Monday, 12 June 2017

Bhutan 4 – This isn’t at all Spectacular


Well it isn’t.  Spectacular is far too insipid and feeble a word to describe this landscape we’re travelling through.   Hills are higher, ravines are deeper, roads are narrower and twistier, drops are steeper and further, roads seems collapsier.  It really is so impressive that at the end of a day it seems too much to take in and we’re overdosed on dramatic views.


We’re heading out of Eastern Bhutan into Central which is as far as most tourists get to from Western Bhutan.  So far we’ve seen the same few people regularly, about 20 or so and that’s all the tourists there are.  Even they didn’t all get to Trashi Yangtse.   We’ve eaten regularly with a German couple, Tanya and Wolfgang from Bavaria but haven’t mixed with anyone else.

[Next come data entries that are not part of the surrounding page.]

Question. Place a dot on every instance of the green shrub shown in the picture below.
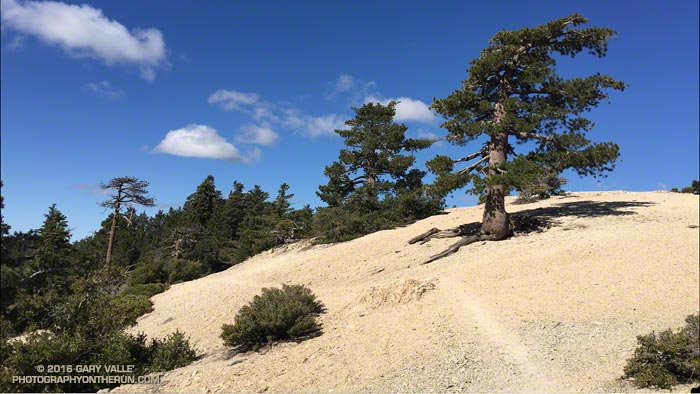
(173, 352)
(128, 307)
(668, 358)
(149, 271)
(184, 270)
(88, 328)
(276, 314)
(146, 289)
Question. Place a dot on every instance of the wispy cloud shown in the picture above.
(202, 141)
(261, 135)
(313, 126)
(275, 114)
(104, 89)
(350, 88)
(407, 109)
(16, 43)
(91, 189)
(82, 31)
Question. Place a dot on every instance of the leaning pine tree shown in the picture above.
(512, 92)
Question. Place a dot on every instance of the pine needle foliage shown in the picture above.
(668, 358)
(276, 314)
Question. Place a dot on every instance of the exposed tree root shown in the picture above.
(469, 237)
(455, 246)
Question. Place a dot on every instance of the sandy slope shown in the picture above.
(556, 310)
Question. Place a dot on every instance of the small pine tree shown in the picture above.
(200, 205)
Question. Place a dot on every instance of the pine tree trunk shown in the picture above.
(496, 222)
(114, 226)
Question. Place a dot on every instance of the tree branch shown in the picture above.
(474, 155)
(473, 166)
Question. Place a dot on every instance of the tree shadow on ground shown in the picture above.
(540, 219)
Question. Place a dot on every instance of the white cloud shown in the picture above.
(104, 89)
(313, 126)
(84, 32)
(231, 100)
(344, 83)
(261, 135)
(270, 114)
(407, 109)
(16, 43)
(199, 141)
(352, 89)
(431, 136)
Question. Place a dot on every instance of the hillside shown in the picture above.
(555, 310)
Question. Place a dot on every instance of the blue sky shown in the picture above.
(114, 88)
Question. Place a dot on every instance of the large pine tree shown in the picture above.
(372, 185)
(514, 94)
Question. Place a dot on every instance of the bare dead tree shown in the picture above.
(126, 190)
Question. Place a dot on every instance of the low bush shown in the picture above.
(128, 307)
(668, 358)
(147, 290)
(276, 314)
(88, 328)
(172, 352)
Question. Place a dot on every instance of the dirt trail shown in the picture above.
(469, 309)
(550, 311)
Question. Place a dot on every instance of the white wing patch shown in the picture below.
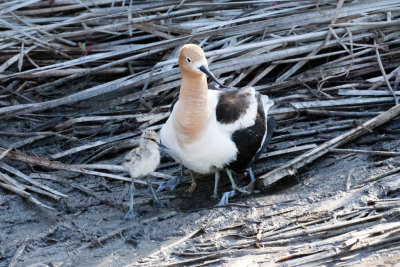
(247, 119)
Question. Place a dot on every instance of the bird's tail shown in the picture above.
(270, 125)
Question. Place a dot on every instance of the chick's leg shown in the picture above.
(193, 184)
(153, 193)
(216, 182)
(131, 214)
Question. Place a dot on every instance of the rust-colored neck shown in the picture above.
(192, 112)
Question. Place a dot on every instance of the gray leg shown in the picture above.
(217, 176)
(193, 184)
(234, 187)
(251, 174)
(153, 193)
(225, 198)
(250, 187)
(131, 214)
(172, 184)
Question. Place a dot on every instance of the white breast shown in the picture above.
(143, 165)
(212, 151)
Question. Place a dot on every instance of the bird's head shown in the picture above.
(192, 61)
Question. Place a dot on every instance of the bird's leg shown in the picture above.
(193, 184)
(217, 176)
(172, 184)
(131, 214)
(250, 187)
(225, 197)
(234, 186)
(153, 193)
(182, 170)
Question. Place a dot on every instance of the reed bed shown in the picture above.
(80, 80)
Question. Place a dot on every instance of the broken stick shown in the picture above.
(290, 168)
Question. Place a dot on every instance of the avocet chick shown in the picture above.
(141, 162)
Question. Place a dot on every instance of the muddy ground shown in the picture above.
(95, 207)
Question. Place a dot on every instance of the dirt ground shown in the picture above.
(96, 207)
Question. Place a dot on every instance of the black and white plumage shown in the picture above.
(141, 162)
(212, 130)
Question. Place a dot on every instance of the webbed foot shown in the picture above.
(171, 185)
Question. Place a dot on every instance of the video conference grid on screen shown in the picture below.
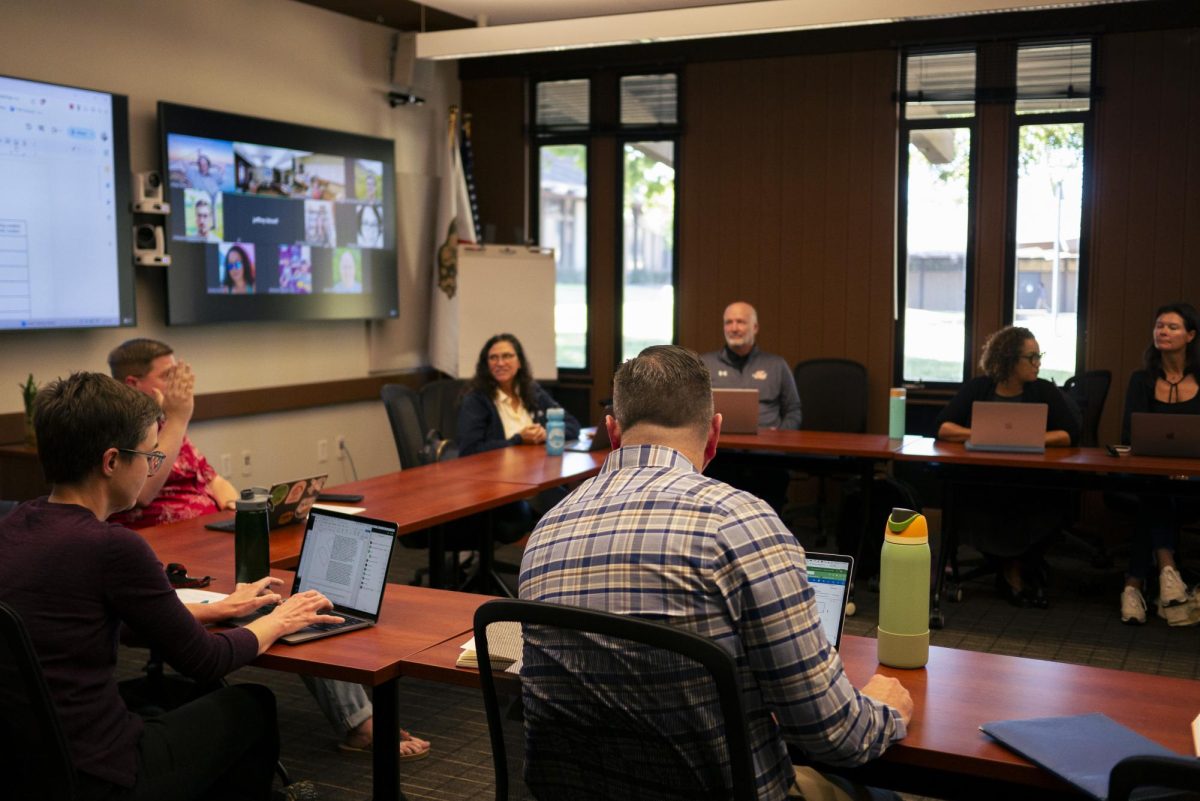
(64, 217)
(276, 220)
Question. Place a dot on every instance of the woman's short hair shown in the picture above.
(483, 380)
(135, 356)
(1153, 359)
(1002, 350)
(79, 417)
(664, 385)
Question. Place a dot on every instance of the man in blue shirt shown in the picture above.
(651, 536)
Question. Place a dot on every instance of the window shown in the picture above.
(939, 103)
(562, 114)
(648, 247)
(563, 226)
(1053, 100)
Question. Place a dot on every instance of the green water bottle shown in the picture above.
(904, 591)
(251, 542)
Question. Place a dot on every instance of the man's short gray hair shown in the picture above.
(664, 385)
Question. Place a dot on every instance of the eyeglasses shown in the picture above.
(154, 458)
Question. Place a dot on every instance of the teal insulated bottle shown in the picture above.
(556, 432)
(251, 544)
(904, 591)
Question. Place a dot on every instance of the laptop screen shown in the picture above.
(346, 558)
(829, 576)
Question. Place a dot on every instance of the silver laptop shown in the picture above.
(739, 410)
(1008, 427)
(346, 558)
(831, 577)
(1165, 434)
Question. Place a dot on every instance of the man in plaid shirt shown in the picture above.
(651, 536)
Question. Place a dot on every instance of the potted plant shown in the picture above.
(28, 392)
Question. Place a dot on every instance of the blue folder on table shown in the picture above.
(1080, 748)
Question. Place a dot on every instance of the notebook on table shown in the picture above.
(1008, 427)
(289, 503)
(738, 409)
(831, 577)
(1164, 434)
(1079, 748)
(346, 558)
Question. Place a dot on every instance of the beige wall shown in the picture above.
(267, 58)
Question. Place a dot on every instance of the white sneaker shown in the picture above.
(1171, 589)
(1133, 607)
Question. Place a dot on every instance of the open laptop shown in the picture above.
(831, 577)
(289, 503)
(1165, 434)
(1008, 427)
(346, 558)
(738, 409)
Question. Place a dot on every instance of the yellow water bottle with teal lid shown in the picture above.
(904, 591)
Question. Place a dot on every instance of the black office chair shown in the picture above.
(35, 762)
(1156, 774)
(833, 398)
(593, 748)
(439, 404)
(1089, 390)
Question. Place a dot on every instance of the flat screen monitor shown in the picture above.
(274, 221)
(65, 221)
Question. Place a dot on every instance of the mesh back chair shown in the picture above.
(1089, 391)
(408, 427)
(1155, 774)
(439, 404)
(646, 740)
(34, 758)
(833, 398)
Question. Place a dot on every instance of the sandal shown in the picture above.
(409, 747)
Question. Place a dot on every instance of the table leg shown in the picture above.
(385, 750)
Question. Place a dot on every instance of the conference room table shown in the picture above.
(945, 754)
(1066, 468)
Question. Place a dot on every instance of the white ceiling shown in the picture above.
(508, 12)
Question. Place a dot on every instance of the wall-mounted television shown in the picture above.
(65, 221)
(274, 221)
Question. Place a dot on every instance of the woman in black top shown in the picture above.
(1012, 530)
(1167, 385)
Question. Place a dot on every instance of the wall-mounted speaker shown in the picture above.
(148, 193)
(149, 246)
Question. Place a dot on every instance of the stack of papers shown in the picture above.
(503, 646)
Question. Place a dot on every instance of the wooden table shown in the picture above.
(412, 619)
(1068, 468)
(945, 754)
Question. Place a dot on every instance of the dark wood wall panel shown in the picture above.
(787, 200)
(1146, 218)
(502, 173)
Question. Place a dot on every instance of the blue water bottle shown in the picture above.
(556, 432)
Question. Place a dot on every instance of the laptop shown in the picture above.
(346, 558)
(1165, 434)
(739, 410)
(1008, 427)
(289, 503)
(831, 577)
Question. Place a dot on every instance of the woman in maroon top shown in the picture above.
(77, 580)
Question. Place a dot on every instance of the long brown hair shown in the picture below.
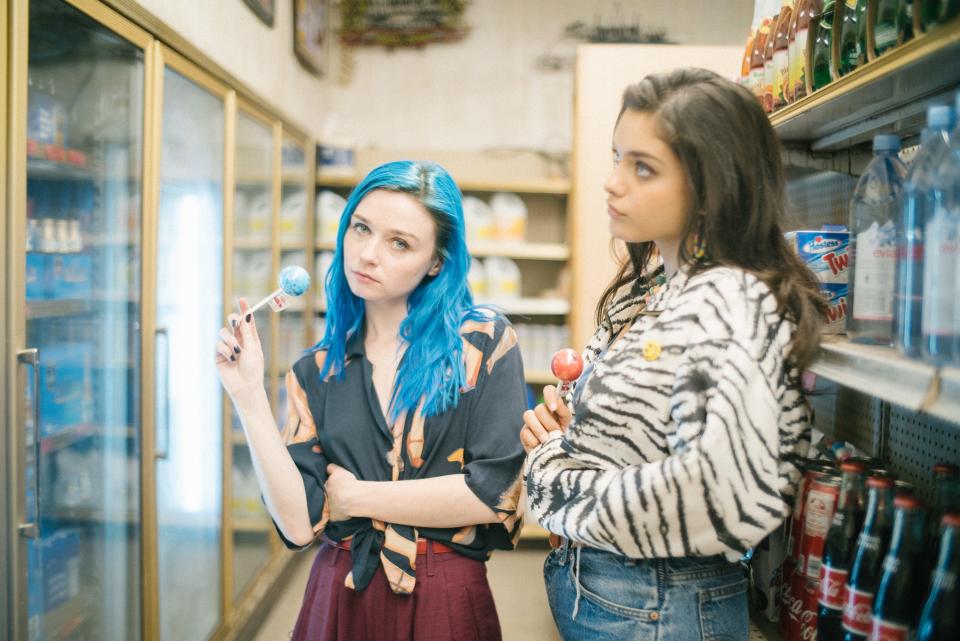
(731, 157)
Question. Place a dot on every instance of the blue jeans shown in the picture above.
(615, 598)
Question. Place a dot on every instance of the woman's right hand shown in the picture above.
(239, 354)
(547, 420)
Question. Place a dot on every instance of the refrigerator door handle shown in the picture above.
(31, 357)
(165, 403)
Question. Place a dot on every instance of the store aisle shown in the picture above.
(515, 578)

I am not impressed with the food although H is very happy with it.  It’s either rice with vegetables, vegetables with rice or sometimes as a special treat, rice and vegetables.  Cuisine is apparently completely different in the western side of the country where I understand there’s a chance of vegetables and rice.   Very occasionally there are noodles, bread is bread but not quite as we would know it and I expect to be lighter when I get back than when I left.  The black tea is good but I think I get most of my calories from the odd bottle of coke. 
We’re to spend three nights in Bumthang which is nicer than it sounds and we’re visiting a festival which lasts several days while we’re here.  It’s one of the major ones in the country but there will be far more tourists than the local festival we went to earlier in the trip.  Like so much of what happens here, it’s basically religious.  Just before we arrived in the town we visited a burning lake, remarkable for two things.  It isn’t a lake and it isn’t burning.  It’s mythological.
There’s no secular art at all and in a way it is just like pre-renaissance European art.  Everything is Buddhist and that is just very precisely copied with templates from age old designs.  There seems to have been no development at all for centuries or scope for individual interpretation.  There’s variety but no change which itself is a bit ironic seeing as a large part of Buddhism relates to the impermanence of everything.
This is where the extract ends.